Learning Policies through Quantile Regression
This addresses the problem of inflexible policy parameterizations in continuous action space control for reinforcement learning researchers, offering a novel approach but with incremental improvements over existing methods.
The paper tackles the limitation of explicitly parameterized policies in reinforcement learning by proposing an advantage-weighted quantile regression objective, which allows the agent to approximate any distribution in each action dimension, achieving results comparable or superior to state-of-the-art on-policy methods on MuJoCo benchmarks.

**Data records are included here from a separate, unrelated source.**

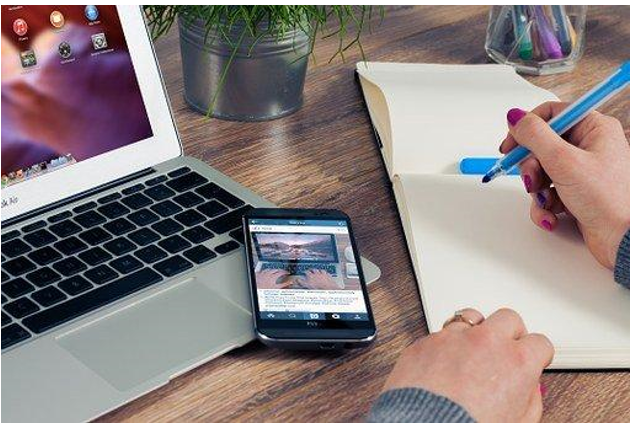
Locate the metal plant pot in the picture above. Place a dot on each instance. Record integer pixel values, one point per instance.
(264, 80)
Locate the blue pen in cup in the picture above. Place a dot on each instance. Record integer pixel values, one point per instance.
(569, 117)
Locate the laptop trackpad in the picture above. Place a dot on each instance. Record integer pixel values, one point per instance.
(168, 330)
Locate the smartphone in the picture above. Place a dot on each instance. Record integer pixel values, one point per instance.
(307, 284)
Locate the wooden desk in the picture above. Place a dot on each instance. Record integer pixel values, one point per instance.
(324, 156)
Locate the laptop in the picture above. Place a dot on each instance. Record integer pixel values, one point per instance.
(122, 263)
(296, 253)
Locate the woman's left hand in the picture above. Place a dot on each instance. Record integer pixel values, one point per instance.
(492, 369)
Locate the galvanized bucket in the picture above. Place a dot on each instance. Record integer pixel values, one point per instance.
(264, 81)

Policy gradient based reinforcement learning algorithms coupled with neural networks have shown success in learning complex policies in the model free continuous action space control setting. However, explicitly parameterized policies are limited by the scope of the chosen parametric probability distribution. We show that alternatively to the likelihood based policy gradient, a related objective can be optimized through advantage weighted quantile regression. Our approach models the policy implicitly in the network, which gives the agent the freedom to approximate any distribution in each action dimension, not limiting its capabilities to the commonly used unimodal Gaussian parameterization. This broader spectrum of policies makes our algorithm suitable for problems where Gaussian policies cannot fit the optimal policy. Moreover, our results on the MuJoCo physics simulator benchmarks are comparable or superior to state-of-the-art on-policy methods.